How Cross-Border Prescriptions Work
A walkthrough of the physician and regulatory steps.
Published: April 2026 · Category: Patient education
Why this matters
For patients navigating cross-border specialty drug access, understanding the underlying framework is as important as knowing which drug you need. This article explains how cross-border prescriptions work — what it is, who it affects, and what you can do about it.
Background
The global pharmaceutical system approves drugs country-by-country. A drug approved by the US FDA may not be approved by the European EMA, the UAE MOHAP, or the Indian CDSCO. Even after approval, reimbursement decisions, pricing negotiations, and distribution logistics can delay availability by years. For patients with serious or rare conditions, "years" is not an acceptable timeline.

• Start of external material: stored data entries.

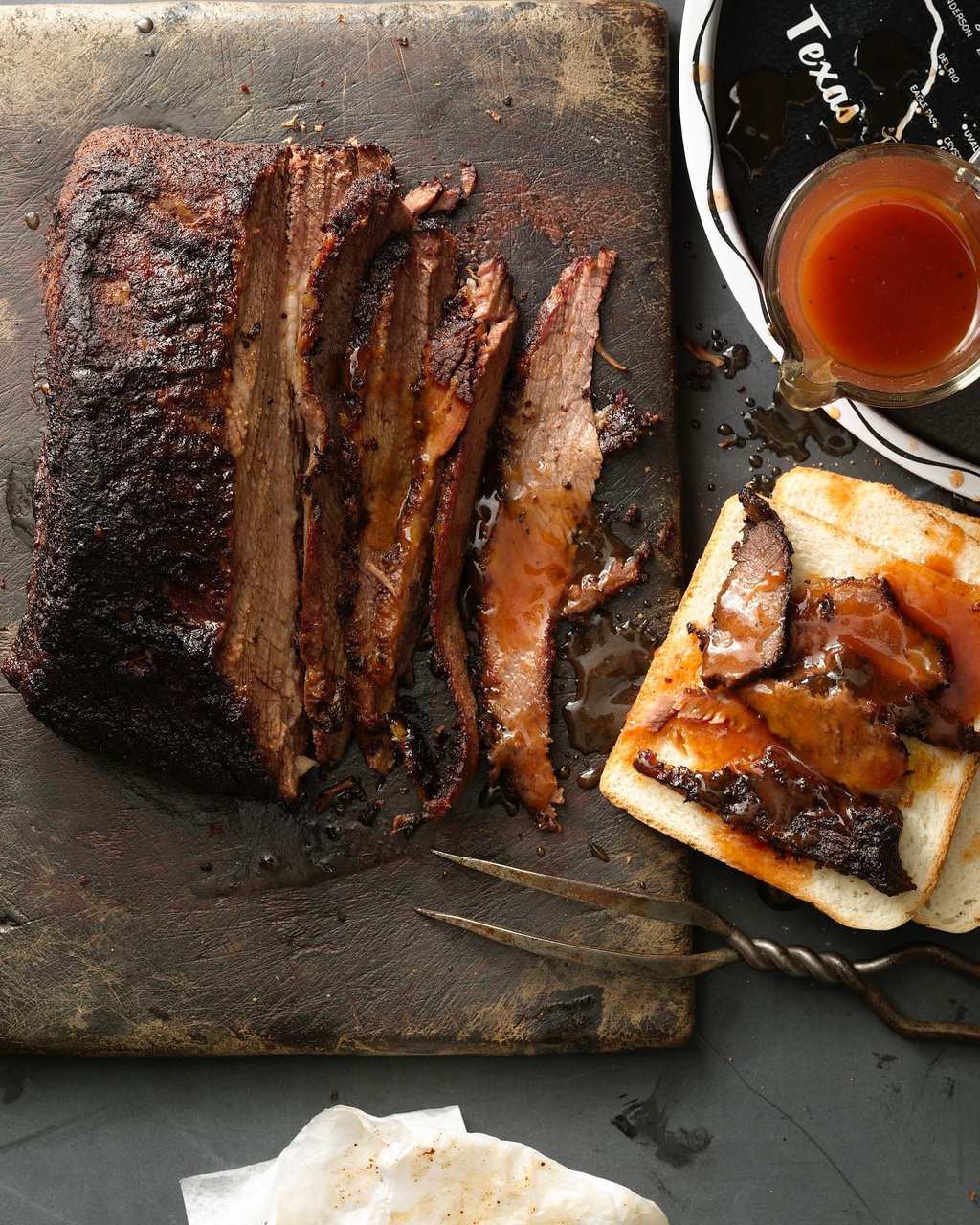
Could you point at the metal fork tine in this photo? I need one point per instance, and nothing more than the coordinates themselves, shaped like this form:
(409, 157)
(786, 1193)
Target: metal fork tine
(603, 897)
(659, 966)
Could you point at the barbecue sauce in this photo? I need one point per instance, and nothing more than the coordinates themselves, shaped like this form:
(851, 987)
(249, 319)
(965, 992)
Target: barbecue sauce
(948, 611)
(888, 283)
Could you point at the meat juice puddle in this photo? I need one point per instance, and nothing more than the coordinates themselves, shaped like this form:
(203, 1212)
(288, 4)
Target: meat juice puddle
(609, 665)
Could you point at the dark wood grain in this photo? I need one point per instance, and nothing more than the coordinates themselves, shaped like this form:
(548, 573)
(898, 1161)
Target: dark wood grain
(136, 917)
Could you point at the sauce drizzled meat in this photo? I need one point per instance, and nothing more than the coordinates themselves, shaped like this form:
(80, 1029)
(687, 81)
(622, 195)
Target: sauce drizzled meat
(368, 212)
(471, 368)
(399, 435)
(854, 633)
(832, 729)
(787, 805)
(861, 615)
(747, 631)
(550, 464)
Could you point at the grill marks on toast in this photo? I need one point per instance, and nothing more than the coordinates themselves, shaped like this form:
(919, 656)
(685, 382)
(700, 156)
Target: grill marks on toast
(550, 464)
(834, 674)
(399, 436)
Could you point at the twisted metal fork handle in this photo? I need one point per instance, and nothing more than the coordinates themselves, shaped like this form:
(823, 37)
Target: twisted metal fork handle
(831, 968)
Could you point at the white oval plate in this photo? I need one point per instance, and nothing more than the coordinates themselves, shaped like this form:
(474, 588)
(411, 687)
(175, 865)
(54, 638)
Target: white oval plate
(701, 147)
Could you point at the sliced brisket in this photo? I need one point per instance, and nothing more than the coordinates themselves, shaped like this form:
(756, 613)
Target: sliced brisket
(471, 368)
(163, 604)
(748, 626)
(401, 428)
(366, 217)
(550, 464)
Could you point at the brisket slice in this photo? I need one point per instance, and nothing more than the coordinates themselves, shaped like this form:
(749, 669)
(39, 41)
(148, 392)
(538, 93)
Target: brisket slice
(787, 805)
(748, 625)
(401, 428)
(466, 366)
(834, 729)
(162, 608)
(368, 212)
(853, 631)
(166, 490)
(550, 464)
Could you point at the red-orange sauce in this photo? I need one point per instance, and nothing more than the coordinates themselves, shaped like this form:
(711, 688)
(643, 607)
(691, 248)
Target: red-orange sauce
(947, 609)
(889, 283)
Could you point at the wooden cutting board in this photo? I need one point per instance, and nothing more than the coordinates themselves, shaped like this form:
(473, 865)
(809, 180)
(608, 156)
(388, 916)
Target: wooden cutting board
(138, 917)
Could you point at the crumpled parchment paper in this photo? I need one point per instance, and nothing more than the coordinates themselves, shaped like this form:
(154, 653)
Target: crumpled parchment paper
(346, 1168)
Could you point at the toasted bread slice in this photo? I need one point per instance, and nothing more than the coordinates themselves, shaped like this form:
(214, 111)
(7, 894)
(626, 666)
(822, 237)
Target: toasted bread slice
(931, 536)
(937, 779)
(950, 544)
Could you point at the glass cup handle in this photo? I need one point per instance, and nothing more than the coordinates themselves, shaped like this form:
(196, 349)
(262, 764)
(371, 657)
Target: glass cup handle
(969, 179)
(805, 385)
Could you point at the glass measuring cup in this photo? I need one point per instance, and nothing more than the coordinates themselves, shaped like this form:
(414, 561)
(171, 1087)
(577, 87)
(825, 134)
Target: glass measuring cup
(816, 368)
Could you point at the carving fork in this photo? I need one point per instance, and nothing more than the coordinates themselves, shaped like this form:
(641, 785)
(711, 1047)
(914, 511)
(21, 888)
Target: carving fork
(762, 954)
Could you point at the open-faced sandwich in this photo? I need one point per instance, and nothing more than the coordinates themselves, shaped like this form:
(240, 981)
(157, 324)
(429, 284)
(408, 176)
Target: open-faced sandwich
(812, 717)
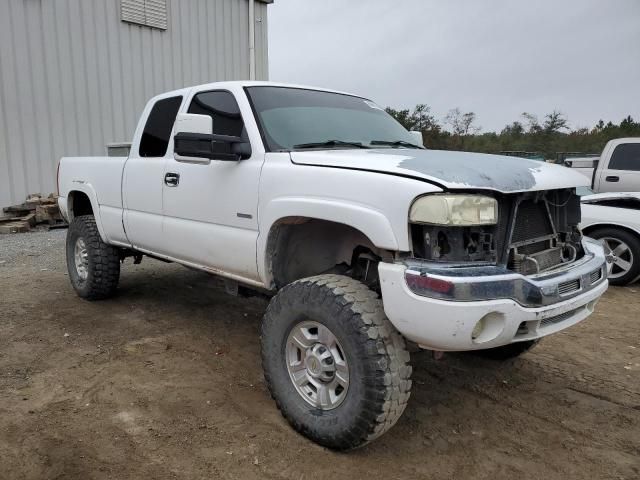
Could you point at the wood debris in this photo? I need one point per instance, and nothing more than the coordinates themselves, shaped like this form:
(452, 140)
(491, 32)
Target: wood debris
(36, 209)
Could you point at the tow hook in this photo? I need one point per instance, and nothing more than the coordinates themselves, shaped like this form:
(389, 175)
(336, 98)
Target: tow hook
(609, 256)
(437, 354)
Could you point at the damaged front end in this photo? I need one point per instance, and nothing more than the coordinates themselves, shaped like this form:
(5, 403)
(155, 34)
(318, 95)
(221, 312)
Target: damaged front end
(532, 233)
(533, 253)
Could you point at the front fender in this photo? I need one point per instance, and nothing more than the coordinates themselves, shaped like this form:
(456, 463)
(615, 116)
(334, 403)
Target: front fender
(90, 192)
(370, 222)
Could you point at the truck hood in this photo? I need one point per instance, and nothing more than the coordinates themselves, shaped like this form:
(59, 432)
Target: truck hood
(451, 170)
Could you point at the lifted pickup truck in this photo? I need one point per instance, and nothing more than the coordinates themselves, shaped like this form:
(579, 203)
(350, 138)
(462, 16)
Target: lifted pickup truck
(362, 238)
(616, 170)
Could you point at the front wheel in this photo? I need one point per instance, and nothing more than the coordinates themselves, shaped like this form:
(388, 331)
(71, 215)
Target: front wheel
(336, 367)
(94, 266)
(626, 248)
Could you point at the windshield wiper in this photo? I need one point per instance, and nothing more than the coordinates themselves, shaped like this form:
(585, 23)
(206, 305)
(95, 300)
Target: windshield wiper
(396, 143)
(330, 143)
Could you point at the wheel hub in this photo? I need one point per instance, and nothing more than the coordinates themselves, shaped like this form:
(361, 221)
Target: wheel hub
(81, 258)
(622, 256)
(319, 362)
(317, 365)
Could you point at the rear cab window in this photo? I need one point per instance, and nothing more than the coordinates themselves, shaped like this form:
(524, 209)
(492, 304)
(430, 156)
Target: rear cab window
(222, 107)
(626, 157)
(224, 111)
(157, 131)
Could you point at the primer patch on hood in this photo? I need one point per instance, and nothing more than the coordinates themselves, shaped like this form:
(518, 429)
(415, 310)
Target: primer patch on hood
(453, 170)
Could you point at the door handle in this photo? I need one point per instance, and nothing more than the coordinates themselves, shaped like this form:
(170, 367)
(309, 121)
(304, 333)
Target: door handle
(172, 179)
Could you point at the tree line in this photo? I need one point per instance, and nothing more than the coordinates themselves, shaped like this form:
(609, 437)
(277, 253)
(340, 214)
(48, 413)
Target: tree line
(548, 137)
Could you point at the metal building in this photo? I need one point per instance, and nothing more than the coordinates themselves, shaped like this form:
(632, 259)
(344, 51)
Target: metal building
(75, 74)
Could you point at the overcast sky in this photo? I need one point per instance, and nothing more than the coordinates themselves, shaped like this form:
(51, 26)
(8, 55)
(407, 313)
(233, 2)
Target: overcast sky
(498, 58)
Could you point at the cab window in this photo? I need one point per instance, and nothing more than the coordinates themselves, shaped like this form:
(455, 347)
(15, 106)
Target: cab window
(223, 109)
(626, 157)
(157, 130)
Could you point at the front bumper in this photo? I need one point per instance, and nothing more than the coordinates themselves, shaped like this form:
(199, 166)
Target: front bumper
(489, 307)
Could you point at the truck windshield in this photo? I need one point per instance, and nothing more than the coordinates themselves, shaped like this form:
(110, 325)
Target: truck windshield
(300, 119)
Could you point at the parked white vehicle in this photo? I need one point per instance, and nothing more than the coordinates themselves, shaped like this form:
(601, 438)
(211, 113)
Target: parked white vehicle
(614, 218)
(616, 170)
(362, 238)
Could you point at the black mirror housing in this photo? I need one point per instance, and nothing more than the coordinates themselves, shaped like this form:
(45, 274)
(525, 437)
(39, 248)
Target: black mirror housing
(211, 146)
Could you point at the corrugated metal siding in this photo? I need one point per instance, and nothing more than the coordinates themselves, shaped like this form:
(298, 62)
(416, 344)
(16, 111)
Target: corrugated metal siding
(74, 76)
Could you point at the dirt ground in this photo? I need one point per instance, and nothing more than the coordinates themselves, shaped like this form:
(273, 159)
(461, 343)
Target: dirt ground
(164, 381)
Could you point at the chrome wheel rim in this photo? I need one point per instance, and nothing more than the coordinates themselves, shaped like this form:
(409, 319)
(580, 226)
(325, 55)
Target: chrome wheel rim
(317, 365)
(81, 258)
(623, 256)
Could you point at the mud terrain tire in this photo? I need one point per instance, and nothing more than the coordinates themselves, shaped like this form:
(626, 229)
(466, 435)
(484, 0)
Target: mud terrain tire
(378, 363)
(94, 266)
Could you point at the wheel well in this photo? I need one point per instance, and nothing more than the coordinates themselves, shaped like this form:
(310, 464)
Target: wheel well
(79, 204)
(299, 247)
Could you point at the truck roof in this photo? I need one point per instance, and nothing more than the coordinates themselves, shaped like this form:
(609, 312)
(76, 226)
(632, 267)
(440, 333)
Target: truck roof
(247, 83)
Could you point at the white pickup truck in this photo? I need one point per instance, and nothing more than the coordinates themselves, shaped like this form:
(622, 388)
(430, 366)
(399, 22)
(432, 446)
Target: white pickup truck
(361, 237)
(616, 170)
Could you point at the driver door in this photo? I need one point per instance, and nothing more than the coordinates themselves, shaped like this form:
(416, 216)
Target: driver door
(210, 210)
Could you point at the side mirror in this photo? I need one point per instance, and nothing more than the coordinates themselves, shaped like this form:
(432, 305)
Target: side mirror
(418, 137)
(194, 141)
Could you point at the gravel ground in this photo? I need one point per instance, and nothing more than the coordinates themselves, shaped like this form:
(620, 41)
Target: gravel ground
(164, 381)
(32, 244)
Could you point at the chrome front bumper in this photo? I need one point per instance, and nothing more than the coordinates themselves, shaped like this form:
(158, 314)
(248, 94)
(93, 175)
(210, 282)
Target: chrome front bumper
(477, 283)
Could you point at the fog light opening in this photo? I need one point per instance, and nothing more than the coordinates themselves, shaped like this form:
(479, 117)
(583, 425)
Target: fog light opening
(488, 328)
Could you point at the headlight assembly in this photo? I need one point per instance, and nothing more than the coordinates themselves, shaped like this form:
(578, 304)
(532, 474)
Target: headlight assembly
(454, 210)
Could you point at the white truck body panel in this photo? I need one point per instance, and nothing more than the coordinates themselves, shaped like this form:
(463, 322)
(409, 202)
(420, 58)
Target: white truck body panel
(602, 215)
(604, 178)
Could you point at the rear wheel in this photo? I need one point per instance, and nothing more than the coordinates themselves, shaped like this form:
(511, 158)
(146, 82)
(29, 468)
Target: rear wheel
(94, 266)
(336, 367)
(626, 248)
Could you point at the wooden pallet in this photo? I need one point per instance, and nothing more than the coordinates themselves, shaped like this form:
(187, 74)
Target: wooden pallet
(35, 210)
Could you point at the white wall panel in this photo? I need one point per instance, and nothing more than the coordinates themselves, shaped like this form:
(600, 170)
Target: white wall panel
(74, 76)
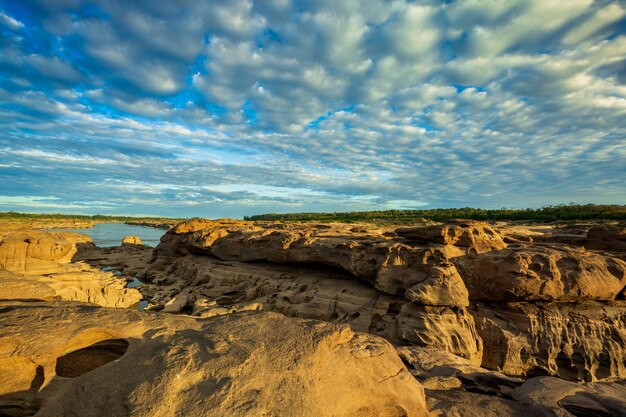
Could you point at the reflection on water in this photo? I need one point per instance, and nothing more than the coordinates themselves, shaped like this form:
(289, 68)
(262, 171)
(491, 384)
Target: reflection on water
(111, 234)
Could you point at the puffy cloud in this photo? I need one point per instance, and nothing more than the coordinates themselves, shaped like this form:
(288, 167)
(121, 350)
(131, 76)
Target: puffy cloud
(233, 108)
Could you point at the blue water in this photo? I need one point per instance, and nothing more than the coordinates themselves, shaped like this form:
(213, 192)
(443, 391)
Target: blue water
(111, 234)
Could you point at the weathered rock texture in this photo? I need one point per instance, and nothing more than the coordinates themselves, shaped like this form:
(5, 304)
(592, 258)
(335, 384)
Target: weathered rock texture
(206, 286)
(35, 265)
(575, 341)
(410, 285)
(542, 273)
(35, 252)
(88, 361)
(393, 267)
(131, 240)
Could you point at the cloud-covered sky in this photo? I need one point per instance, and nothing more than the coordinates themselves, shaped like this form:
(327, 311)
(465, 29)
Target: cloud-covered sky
(227, 108)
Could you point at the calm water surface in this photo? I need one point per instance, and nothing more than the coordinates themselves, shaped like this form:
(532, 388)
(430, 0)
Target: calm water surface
(111, 234)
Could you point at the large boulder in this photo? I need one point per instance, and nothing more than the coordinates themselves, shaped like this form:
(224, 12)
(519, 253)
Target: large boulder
(574, 341)
(542, 273)
(472, 236)
(206, 286)
(36, 265)
(607, 238)
(386, 263)
(37, 252)
(78, 360)
(132, 240)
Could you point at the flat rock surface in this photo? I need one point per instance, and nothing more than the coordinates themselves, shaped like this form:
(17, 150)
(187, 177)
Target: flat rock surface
(78, 360)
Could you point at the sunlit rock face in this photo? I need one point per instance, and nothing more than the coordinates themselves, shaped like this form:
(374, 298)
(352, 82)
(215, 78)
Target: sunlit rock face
(72, 359)
(415, 286)
(488, 321)
(36, 265)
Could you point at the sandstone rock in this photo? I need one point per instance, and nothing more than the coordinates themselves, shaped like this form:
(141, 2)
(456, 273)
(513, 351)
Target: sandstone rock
(459, 403)
(391, 266)
(442, 368)
(75, 282)
(542, 273)
(245, 364)
(34, 265)
(312, 292)
(477, 237)
(607, 238)
(574, 341)
(557, 398)
(131, 240)
(36, 252)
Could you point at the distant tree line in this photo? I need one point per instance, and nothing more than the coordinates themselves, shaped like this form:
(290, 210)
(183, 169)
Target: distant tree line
(561, 212)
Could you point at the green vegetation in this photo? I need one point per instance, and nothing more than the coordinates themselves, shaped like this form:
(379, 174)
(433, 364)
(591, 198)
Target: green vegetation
(548, 214)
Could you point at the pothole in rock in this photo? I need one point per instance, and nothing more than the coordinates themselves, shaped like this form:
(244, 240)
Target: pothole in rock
(81, 361)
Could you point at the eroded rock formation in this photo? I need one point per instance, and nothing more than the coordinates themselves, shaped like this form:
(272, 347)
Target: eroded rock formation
(421, 280)
(92, 361)
(36, 265)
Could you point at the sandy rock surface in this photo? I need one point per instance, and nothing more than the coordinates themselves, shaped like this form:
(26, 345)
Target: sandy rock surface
(490, 321)
(36, 265)
(131, 240)
(86, 361)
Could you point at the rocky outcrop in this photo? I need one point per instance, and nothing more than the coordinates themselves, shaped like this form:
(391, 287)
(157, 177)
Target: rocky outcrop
(36, 252)
(472, 237)
(393, 267)
(542, 273)
(611, 239)
(552, 397)
(574, 341)
(206, 286)
(217, 268)
(81, 360)
(35, 265)
(131, 240)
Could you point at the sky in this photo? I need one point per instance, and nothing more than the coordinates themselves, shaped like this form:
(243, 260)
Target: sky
(231, 108)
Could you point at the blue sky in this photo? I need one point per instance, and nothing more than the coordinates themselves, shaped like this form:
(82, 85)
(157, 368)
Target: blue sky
(228, 108)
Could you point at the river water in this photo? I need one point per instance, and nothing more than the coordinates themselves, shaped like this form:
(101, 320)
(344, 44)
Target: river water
(111, 234)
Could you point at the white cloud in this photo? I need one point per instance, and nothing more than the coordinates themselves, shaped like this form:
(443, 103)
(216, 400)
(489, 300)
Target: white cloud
(10, 21)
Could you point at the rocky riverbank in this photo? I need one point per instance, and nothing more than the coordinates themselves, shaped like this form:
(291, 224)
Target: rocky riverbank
(489, 321)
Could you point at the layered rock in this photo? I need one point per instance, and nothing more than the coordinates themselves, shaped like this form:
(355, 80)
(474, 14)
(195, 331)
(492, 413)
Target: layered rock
(416, 301)
(206, 286)
(36, 252)
(391, 266)
(542, 273)
(574, 341)
(80, 360)
(607, 238)
(35, 265)
(131, 240)
(469, 236)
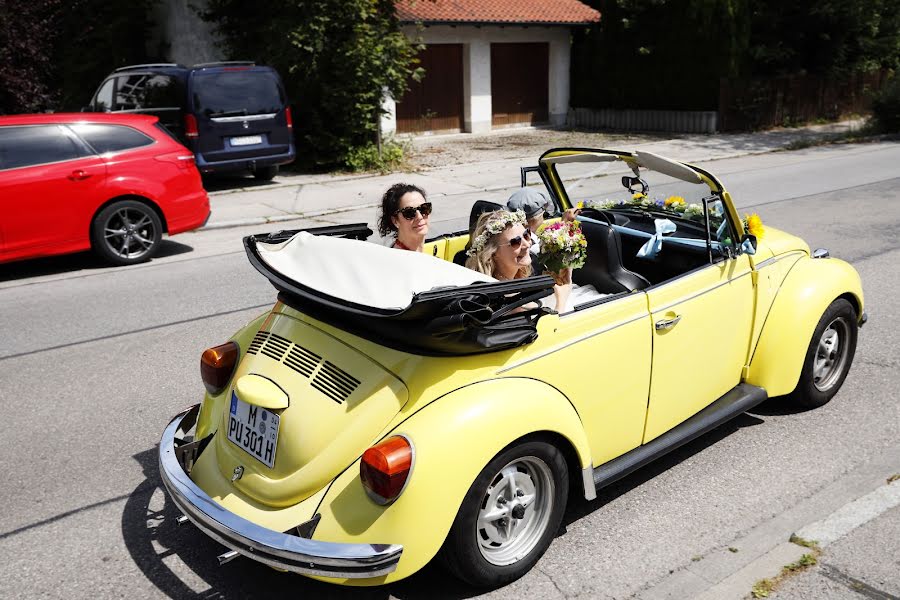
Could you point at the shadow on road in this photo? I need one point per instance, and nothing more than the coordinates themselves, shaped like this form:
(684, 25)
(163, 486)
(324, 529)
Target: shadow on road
(578, 509)
(233, 181)
(81, 261)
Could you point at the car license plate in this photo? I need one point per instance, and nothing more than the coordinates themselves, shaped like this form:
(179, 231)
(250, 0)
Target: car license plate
(247, 140)
(254, 430)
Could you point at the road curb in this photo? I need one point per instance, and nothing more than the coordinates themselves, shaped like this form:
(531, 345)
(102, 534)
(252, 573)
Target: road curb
(729, 572)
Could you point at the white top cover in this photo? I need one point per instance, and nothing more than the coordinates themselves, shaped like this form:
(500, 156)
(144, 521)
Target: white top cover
(363, 272)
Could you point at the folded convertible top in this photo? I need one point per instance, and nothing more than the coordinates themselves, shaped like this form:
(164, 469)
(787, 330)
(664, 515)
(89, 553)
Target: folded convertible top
(406, 300)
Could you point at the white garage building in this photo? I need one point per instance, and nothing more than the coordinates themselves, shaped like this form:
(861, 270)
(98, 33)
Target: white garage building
(488, 64)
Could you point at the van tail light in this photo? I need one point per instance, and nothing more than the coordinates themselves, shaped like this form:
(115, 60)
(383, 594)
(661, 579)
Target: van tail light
(190, 126)
(385, 467)
(217, 366)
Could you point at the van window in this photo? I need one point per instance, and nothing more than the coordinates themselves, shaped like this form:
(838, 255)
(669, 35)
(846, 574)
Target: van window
(103, 101)
(146, 91)
(232, 93)
(111, 138)
(36, 145)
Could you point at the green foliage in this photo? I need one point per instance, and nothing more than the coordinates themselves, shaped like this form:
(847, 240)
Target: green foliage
(95, 37)
(337, 58)
(833, 38)
(658, 54)
(26, 61)
(367, 158)
(886, 112)
(672, 54)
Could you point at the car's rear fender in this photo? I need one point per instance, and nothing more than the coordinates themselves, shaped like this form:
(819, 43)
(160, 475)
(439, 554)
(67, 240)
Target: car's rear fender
(810, 286)
(453, 438)
(213, 404)
(141, 199)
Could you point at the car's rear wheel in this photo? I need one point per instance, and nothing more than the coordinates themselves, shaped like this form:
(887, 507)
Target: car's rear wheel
(265, 173)
(509, 516)
(126, 232)
(829, 356)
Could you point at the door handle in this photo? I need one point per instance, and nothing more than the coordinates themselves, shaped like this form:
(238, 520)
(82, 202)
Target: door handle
(666, 324)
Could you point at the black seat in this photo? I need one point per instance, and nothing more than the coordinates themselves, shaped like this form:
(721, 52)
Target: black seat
(480, 207)
(604, 268)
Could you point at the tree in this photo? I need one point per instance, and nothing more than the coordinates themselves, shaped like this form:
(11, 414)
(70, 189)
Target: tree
(337, 57)
(832, 38)
(26, 57)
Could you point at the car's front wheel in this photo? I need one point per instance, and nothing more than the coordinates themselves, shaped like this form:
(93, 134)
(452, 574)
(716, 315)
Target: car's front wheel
(509, 516)
(829, 355)
(126, 232)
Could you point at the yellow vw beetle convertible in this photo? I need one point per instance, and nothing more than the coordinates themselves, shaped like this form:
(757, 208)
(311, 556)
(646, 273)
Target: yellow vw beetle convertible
(395, 407)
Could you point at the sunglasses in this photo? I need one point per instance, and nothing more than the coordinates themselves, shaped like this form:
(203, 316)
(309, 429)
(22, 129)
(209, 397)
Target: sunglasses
(517, 241)
(409, 213)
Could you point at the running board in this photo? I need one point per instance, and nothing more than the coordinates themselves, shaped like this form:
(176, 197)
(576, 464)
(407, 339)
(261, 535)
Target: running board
(737, 401)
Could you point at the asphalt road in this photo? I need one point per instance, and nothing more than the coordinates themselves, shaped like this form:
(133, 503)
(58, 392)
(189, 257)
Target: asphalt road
(94, 361)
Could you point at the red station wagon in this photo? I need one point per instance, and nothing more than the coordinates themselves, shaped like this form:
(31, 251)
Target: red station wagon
(111, 183)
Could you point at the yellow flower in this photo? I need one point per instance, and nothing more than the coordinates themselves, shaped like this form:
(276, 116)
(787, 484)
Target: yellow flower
(754, 225)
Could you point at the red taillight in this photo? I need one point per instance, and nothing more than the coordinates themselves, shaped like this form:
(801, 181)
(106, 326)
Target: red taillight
(190, 126)
(181, 159)
(217, 366)
(385, 467)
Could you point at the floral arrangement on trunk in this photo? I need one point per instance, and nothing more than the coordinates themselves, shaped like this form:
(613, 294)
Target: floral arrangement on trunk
(677, 205)
(563, 246)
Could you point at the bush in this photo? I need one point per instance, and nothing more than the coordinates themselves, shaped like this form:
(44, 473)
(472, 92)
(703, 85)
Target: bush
(366, 157)
(886, 107)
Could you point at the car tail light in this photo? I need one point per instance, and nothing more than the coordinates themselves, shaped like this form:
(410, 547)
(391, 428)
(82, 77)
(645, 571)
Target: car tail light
(217, 365)
(384, 469)
(190, 126)
(184, 160)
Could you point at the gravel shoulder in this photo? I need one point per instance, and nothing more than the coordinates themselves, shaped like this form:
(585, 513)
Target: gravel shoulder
(426, 152)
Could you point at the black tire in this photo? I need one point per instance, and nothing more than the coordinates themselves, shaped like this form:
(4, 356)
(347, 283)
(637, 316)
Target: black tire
(266, 173)
(829, 356)
(126, 232)
(474, 550)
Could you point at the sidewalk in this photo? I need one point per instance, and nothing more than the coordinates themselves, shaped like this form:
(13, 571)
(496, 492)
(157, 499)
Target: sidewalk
(293, 197)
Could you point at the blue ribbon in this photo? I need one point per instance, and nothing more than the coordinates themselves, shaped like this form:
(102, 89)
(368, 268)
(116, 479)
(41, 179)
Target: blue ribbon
(654, 244)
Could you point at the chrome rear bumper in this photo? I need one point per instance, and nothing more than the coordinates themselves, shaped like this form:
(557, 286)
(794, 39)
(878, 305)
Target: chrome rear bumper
(279, 550)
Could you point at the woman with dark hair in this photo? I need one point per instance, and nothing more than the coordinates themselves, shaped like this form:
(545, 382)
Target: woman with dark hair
(404, 214)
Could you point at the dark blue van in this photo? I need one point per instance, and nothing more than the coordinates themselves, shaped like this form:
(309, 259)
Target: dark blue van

How patients navigate this gap
Named Patient Programs (NPPs), compassionate-use pathways, and personal-import frameworks are the legal mechanisms most countries use to let individual patients access specific drugs that are not yet registered domestically. These frameworks have been around for decades and have strong regulatory backing. What has changed recently is the global supply chain: with the US Drug Supply Chain Security Act (DSCSA) now fully in force, the entire lifecycle of a drug from US manufacturer to international patient can be tracked with unprecedented precision.
What this means for you
If you or a family member has been told that "the drug you need is not available here", you almost certainly have options. The question is which pathway, which country's framework, which physician, and which supplier. Each choice affects timeline, cost, and safety. A specialty-pharmacy platform like Reserve Meds exists to help navigate these choices end-to-end.
What to ask your physician
- Is there an FDA-approved or internationally-approved drug that would be appropriate for my condition?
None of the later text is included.